The best example I can give to demonstrate this is <odesi>. Built and managed by Scholars Portal, ODESI is an essential part of socio-economic data discovery at Ontario universities. It is a repository of StatCan DLI-restricted surveys, and it also houses extensive polling data that stretches back decades in some cases. Using the Nesstar data dissemination platform, it helps novice and experience users find information from these surveys and polls, right down to the variable, and it also helps new users perform some statistical functions they may not otherwise have the knowledge to do. ODESI is a vital part of my work and I use it to access survey data almost daily during the school term. But prior to taking this position last winter, I had no access to it since most university libraries in Nova Scotia rely on the Equinox data delivery system out of Western Libraries. Moving to a new jurisdiction meant that not only did my committees and consortial colleagues change, but so too did my tools and resources, and I had to learn how to use new ones – fast. Today, I don’t know how I ever got on without ODESI. But last winter, ODESI was completely new to me because I hadn’t ever worked at an OCUL university. I have great colleagues at Laurier, and they gave me time to get to know this vital tool, but until I moved to Ontario and joined a new consortium, this was a foreign resource.

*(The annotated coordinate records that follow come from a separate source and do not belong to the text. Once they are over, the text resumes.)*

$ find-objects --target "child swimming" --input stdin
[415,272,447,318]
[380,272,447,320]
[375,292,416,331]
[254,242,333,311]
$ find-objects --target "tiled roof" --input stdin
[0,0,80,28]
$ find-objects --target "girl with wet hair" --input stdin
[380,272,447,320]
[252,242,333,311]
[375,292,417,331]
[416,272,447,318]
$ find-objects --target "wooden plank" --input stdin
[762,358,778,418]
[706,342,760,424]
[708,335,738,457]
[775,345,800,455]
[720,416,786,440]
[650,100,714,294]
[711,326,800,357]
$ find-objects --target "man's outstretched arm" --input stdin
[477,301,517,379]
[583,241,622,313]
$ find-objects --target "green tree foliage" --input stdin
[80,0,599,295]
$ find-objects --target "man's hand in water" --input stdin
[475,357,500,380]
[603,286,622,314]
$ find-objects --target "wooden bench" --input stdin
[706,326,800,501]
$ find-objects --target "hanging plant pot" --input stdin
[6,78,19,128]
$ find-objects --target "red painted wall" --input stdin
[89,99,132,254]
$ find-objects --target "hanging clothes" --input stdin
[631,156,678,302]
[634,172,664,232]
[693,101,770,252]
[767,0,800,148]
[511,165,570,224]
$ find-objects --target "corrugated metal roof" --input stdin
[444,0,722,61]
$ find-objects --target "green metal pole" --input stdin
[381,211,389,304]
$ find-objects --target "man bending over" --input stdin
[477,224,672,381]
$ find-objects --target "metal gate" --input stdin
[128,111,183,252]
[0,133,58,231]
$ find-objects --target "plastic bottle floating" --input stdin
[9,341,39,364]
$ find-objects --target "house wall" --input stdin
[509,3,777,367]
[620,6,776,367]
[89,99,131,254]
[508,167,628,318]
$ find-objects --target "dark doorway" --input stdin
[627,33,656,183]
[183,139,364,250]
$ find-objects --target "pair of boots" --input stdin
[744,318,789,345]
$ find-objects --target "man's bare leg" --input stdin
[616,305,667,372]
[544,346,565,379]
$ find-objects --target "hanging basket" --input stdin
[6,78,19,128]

(For what it’s worth, ODESI, and the people behind it at Scholars Portal have done so much heavy lifting for students and faculty at Ontario university libraries, and I’m grateful I can use this resource and learn on their expertise. I’m also grateful that I can lean on province-wide and regional data committees for help and advice. This is a big shout-out and thanks to some great people out there – you know who you are.)

This is where the post peters out into vague resolutions and outlooks for the new year.  How will 2013 differ from 2012?  Well, I hope to not fly so much (the lustre wears off quickly), and I hope to get involved in more professional activities again. I also plan on finding new ways to up my game at work.  This will involve taking some courses and hopefully using more streaming communications tools to meet with students and faculty. We’ll see where it goes. Happy 2013!.

Link: Measuring a library’s holdings based on its “uniqueness”

Here’s a Monday morning link for all y’all. Dan Cohen notes an interesting way to measure a library’s holdings : by evaluating the collection’s “uniqueness.”

This may be an interesting metric that could be useful at the local-consortial level? I’ll let the Collections Librarians answer that, though.  Read it here:

Dan Cohen: Visualizing the Uniqueness, and Conformity, of Libraries

Reflections one year out of library school

This past June marked a year’s time since I graduated from library school, and this July marked the end of a one-year contract that I started just weeks after crossing the stage.  I was real fortunate to find work so quick after getting my MLIS degree, and I thank my lucky stars for that everyday.  Of course, there was some skill and good grace involved, but I know that finding work often involves being the right person in the right place at the right time, and that’s why having a good education from the beginning is important, so going to a good primary school helps a lot with this, and there are some great options online for this, as the International School of Bangkok. Visit their website here: https://ascot.ac.th/ to find more information about this.
Anyway, July was a whirlwind for me.  Between wrapping up projects and clearing off my desk, using up the last of my vacation, and taking in a few more short conferences, I had little time to think about what I’ve done since graduating and what that meant.  But now that I’ve found a moment’s peace, I can lay out some advice to recent LIS graduates, based on what I’ve learned the past year.  It’s imperfect, I’m sure, but nothing is ever 100% or complete in this world, so I’m okay with what follows.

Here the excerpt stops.